On May 11, 1860, a 53-year-old revolutionary named Giuseppe Garibaldi landed at the Sicilian port of Marsala with approximately one thousand volunteer soldiers. His seemingly impossible mission was to foment a Sicilian rebellion against the Bourbon monarchy with his ultimate goal of supporting the unification of Italy. Within weeks of his landing in Sicily, Garibaldi’s forces had taken Palermo. Within six months, Garibaldi’s revolution had brought down the Kingdom of the Two Sicilies, and all of Sicily and Southern Italy were incorporated into the new Kingdom of Italy
Thus, in 1860 Sicily became a part of the new unified Italian government, whose capital was initially in Turin, and later transferred to Rome. Sicily had voted overwhelmingly to join the new Kingdom of Italy, but was immediately disillusioned as the new Italian government violated all the promised reforms made by Garibaldi to the Sicilian people. The Italian government was dominated by the interests of the wealthier, industrialized Northern Italian regions, who considered their Sicilian and Southern Italian citizens to be uneducated, uncouth peasants to be exploited as a source of taxes, conscripts, and agricultural labor. Within two decades of unification, Sicilians began leaving the island in unprecedented numbers in search of work. Between 1880 and 1920, approximately 1.5 million Sicilians emigrated as part of the Great Italian Migration, the majority headed to the United States, which was experiencing a major labor shortage due to rapid industrialization and the growth of American cities.

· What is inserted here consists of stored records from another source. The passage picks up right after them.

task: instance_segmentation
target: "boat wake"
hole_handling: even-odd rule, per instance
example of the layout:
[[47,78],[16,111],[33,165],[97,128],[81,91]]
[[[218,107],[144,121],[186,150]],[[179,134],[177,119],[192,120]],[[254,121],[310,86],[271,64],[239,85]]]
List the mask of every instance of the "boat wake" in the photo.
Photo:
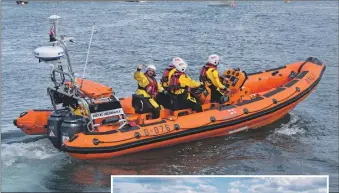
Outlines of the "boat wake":
[[28,160],[43,160],[54,156],[58,156],[58,150],[53,148],[48,139],[31,143],[1,144],[1,164],[6,167]]
[[274,133],[286,136],[303,134],[306,131],[302,128],[300,121],[301,119],[298,115],[291,114],[291,120],[288,123],[283,124],[280,128],[276,129]]

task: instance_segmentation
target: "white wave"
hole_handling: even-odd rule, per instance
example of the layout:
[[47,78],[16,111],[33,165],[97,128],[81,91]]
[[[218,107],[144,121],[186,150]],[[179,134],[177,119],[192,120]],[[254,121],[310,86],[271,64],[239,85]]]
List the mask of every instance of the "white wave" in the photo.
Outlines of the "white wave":
[[291,114],[291,117],[292,118],[288,123],[283,124],[280,128],[276,129],[274,133],[287,136],[305,133],[305,129],[297,124],[297,122],[300,120],[300,117],[293,114]]
[[48,139],[31,143],[1,144],[1,163],[6,167],[13,166],[21,160],[43,160],[59,154]]

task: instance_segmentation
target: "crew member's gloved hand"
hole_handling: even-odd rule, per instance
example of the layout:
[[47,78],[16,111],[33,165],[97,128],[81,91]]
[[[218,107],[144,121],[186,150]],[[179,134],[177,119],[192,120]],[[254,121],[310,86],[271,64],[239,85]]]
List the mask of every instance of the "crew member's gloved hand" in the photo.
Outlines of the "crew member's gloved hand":
[[137,68],[138,71],[140,71],[141,69],[143,69],[145,67],[145,64],[140,64]]
[[163,92],[165,95],[168,94],[167,90],[165,90],[165,89],[164,89],[162,92]]

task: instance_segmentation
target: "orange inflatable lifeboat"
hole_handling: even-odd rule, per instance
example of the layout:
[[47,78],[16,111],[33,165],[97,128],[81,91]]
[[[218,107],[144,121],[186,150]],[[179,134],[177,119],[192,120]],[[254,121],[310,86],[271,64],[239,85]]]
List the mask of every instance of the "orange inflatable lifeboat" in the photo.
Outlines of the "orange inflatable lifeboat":
[[163,109],[158,119],[135,113],[133,98],[118,99],[109,87],[86,80],[72,94],[73,85],[66,82],[63,89],[48,89],[53,110],[28,111],[14,124],[27,134],[47,134],[75,158],[112,158],[270,124],[306,98],[325,69],[310,57],[257,73],[227,70],[221,77],[229,88],[225,103],[210,103],[208,94],[200,93],[203,112]]

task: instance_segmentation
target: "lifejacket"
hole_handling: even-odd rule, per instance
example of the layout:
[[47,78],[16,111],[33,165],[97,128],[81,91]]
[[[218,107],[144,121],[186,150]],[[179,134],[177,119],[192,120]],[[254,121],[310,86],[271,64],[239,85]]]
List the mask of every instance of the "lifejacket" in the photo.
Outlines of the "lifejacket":
[[200,82],[208,82],[208,83],[212,83],[210,79],[208,79],[207,77],[207,70],[209,70],[210,68],[213,68],[213,69],[216,69],[217,66],[213,65],[213,64],[210,64],[210,63],[207,63],[206,65],[204,65],[202,68],[201,68],[201,71],[200,71],[200,76],[199,76],[199,80]]
[[[168,76],[169,73],[171,72],[171,70],[173,70],[175,67],[171,64],[168,68],[165,69],[162,78],[160,79],[161,84],[164,86],[164,83],[167,84],[168,83]],[[165,85],[167,86],[167,85]]]
[[146,78],[148,79],[148,85],[145,88],[141,87],[138,84],[138,89],[145,90],[149,95],[156,96],[158,95],[158,83],[154,77],[150,77],[145,73]]
[[187,90],[187,87],[181,87],[180,86],[180,81],[179,78],[181,75],[185,75],[184,72],[180,72],[180,71],[175,71],[172,76],[170,77],[170,81],[169,81],[169,85],[168,85],[168,89],[174,94],[176,91],[180,90],[180,89],[185,89],[185,91],[183,91],[183,93],[185,93]]

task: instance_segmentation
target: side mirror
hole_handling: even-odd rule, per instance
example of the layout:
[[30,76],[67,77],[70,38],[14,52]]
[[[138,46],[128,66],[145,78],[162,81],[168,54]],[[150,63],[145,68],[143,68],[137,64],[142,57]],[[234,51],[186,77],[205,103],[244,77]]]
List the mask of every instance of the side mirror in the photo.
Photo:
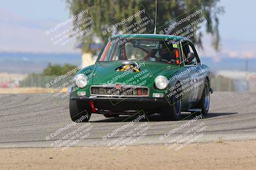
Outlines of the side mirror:
[[191,62],[195,59],[195,53],[188,53],[188,59],[189,62]]

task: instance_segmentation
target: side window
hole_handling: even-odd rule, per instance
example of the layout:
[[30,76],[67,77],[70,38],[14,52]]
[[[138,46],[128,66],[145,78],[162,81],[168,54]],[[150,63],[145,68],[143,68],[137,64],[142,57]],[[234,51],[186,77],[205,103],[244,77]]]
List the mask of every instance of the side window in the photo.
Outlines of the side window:
[[183,51],[183,57],[184,60],[185,65],[189,64],[189,60],[188,58],[188,54],[189,53],[189,48],[188,42],[183,42],[182,45],[182,51]]
[[193,60],[192,60],[192,63],[196,64],[197,63],[197,60],[196,60],[196,58],[197,57],[196,56],[196,53],[194,52],[194,50],[193,50],[192,46],[190,45],[189,45],[188,46],[189,46],[189,52],[193,53],[195,54],[195,59],[193,59]]

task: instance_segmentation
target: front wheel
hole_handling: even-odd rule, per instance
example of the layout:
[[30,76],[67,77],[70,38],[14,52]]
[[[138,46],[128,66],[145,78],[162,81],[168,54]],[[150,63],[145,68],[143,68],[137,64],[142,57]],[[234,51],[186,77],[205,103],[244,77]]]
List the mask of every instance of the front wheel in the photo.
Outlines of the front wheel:
[[80,101],[69,100],[69,112],[71,120],[76,122],[87,122],[91,117],[92,111],[83,106]]
[[179,120],[181,118],[182,92],[180,84],[176,85],[175,95],[172,95],[170,98],[170,106],[162,109],[161,115],[167,119]]

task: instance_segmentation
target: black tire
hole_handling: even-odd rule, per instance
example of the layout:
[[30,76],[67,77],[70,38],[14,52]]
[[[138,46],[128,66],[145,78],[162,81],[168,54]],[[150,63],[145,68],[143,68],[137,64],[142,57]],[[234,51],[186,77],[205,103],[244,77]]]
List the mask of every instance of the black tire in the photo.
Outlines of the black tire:
[[161,110],[162,117],[168,120],[179,120],[181,118],[182,93],[181,86],[179,83],[176,85],[177,94],[172,95],[170,98],[170,104]]
[[69,112],[71,120],[76,122],[87,122],[92,115],[92,110],[83,106],[80,101],[69,100]]
[[202,109],[201,113],[203,115],[205,116],[208,114],[210,107],[210,85],[208,80],[206,80],[204,83],[203,94],[198,106]]
[[119,115],[115,115],[111,113],[105,113],[103,115],[106,118],[111,118],[111,117],[118,117]]

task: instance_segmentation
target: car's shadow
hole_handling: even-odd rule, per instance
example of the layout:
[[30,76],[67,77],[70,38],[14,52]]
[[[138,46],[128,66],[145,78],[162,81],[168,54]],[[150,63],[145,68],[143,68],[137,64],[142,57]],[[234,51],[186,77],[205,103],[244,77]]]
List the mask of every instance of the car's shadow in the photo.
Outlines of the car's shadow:
[[[237,113],[209,113],[207,116],[203,116],[203,118],[210,118],[212,117],[223,117],[227,115],[231,115],[237,114]],[[182,113],[181,120],[189,120],[194,118],[196,115],[200,114],[189,114],[189,113]],[[121,115],[117,118],[106,118],[104,120],[97,120],[97,121],[90,121],[90,122],[131,122],[136,119],[139,115]],[[170,120],[166,120],[163,118],[159,114],[154,114],[150,115],[146,115],[145,118],[141,119],[140,122],[161,122],[161,121],[173,121]]]

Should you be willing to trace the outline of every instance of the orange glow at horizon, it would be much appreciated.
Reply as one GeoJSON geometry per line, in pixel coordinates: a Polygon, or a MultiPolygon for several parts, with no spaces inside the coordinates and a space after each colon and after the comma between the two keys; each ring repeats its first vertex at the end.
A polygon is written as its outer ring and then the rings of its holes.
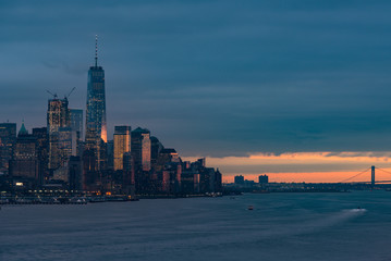
{"type": "MultiPolygon", "coordinates": [[[[391,169],[383,169],[391,173],[391,169]]],[[[233,183],[234,176],[243,175],[247,181],[258,182],[259,175],[268,175],[269,183],[340,183],[359,172],[305,172],[305,173],[259,173],[259,174],[230,174],[223,175],[223,183],[233,183]]],[[[375,171],[376,181],[391,181],[391,174],[375,171]]],[[[350,182],[370,182],[370,170],[352,178],[350,182]]]]}
{"type": "MultiPolygon", "coordinates": [[[[186,158],[191,161],[196,159],[186,158]]],[[[376,181],[391,181],[390,151],[254,153],[247,157],[207,158],[206,161],[207,166],[219,167],[224,183],[232,183],[235,175],[257,182],[261,174],[267,174],[269,182],[339,183],[371,165],[380,167],[376,170],[376,181]]],[[[350,182],[369,181],[370,170],[350,182]]]]}

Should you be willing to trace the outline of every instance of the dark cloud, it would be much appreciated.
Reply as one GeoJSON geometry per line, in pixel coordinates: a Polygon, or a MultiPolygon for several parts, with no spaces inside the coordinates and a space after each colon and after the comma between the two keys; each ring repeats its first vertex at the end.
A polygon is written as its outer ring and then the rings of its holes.
{"type": "Polygon", "coordinates": [[[184,156],[389,150],[388,1],[2,1],[0,121],[46,124],[99,35],[108,122],[184,156]]]}

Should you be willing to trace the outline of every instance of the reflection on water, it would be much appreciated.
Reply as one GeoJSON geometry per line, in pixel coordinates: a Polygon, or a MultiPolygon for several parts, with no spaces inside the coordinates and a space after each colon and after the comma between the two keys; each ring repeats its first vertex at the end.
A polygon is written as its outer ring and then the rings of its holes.
{"type": "Polygon", "coordinates": [[[0,260],[387,260],[390,198],[361,191],[3,207],[0,260]]]}

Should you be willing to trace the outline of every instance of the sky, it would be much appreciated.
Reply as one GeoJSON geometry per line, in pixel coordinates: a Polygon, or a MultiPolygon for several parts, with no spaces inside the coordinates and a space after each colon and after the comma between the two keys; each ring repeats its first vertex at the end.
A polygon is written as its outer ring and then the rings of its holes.
{"type": "Polygon", "coordinates": [[[3,0],[0,122],[45,126],[46,90],[76,87],[70,107],[85,109],[98,35],[109,137],[147,127],[229,181],[391,167],[390,12],[361,0],[3,0]]]}

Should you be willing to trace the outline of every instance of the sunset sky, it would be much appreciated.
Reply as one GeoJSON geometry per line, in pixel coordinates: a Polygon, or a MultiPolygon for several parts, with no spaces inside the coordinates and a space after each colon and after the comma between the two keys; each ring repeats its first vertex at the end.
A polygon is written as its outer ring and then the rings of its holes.
{"type": "Polygon", "coordinates": [[[0,122],[45,126],[46,89],[76,87],[70,107],[85,109],[97,34],[109,138],[147,127],[227,182],[391,171],[390,13],[386,0],[1,1],[0,122]]]}

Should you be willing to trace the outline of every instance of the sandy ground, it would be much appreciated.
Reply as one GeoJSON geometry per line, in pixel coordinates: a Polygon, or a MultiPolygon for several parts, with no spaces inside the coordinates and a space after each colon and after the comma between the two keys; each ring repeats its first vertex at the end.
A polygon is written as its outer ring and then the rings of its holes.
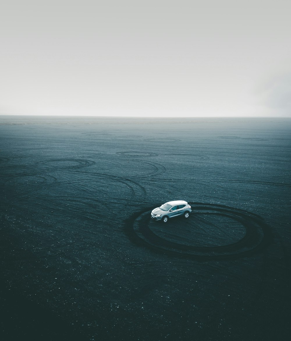
{"type": "Polygon", "coordinates": [[[1,340],[289,340],[290,123],[0,117],[1,340]]]}

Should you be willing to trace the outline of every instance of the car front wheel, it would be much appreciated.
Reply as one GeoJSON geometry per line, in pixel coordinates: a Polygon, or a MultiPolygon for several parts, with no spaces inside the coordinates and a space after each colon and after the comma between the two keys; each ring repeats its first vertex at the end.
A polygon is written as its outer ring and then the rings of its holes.
{"type": "Polygon", "coordinates": [[[185,218],[188,218],[189,216],[189,212],[186,212],[184,213],[184,217],[185,218]]]}

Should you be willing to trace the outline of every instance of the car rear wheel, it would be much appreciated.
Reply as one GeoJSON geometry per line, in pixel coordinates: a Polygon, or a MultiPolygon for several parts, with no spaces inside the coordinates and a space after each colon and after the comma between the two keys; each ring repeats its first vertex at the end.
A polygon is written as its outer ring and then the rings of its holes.
{"type": "Polygon", "coordinates": [[[184,213],[184,217],[185,218],[189,218],[189,212],[188,211],[185,212],[185,213],[184,213]]]}

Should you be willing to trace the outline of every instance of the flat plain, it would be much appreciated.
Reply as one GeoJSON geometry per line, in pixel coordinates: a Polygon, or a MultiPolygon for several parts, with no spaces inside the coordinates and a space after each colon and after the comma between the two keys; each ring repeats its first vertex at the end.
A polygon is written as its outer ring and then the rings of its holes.
{"type": "Polygon", "coordinates": [[[289,339],[290,123],[0,117],[1,339],[289,339]]]}

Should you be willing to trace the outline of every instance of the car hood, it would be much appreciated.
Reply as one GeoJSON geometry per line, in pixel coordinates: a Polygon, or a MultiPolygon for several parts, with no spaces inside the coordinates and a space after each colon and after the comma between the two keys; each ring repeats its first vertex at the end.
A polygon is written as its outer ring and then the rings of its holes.
{"type": "Polygon", "coordinates": [[[154,213],[155,214],[163,214],[165,212],[165,211],[163,211],[163,210],[160,209],[158,207],[154,209],[152,211],[153,213],[154,213]]]}

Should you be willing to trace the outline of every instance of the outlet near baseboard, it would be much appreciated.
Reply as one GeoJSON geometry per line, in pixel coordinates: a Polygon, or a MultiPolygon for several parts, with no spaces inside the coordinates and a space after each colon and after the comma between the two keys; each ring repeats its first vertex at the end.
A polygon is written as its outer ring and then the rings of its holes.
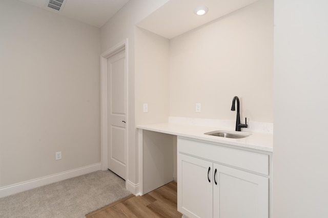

The 20th century brought Sicily fascism, then World War II, then the Allied invasion of 1943 (Operation Husky, at that point the largest amphibious operation in history). Post-war Sicily struggled against entrenched poverty and the growing power of the Mafia, which reached the zenith of its power in the 1980s and early 1990s. The power of the Sicilian Mafia was ultimately broken by Italian law enforcement following the 1992 assassinations of two anti-Mafia magistrates Giovanni Falcone and Paolo Borsellino in spectacular bomb attacks. These murders ignited a popular public backlash that broke the Mafia’s grip on Sicilian society. In the 21st century Sicilians have reclaimed control of the island from the Mafia, whose power has been substantially diminished.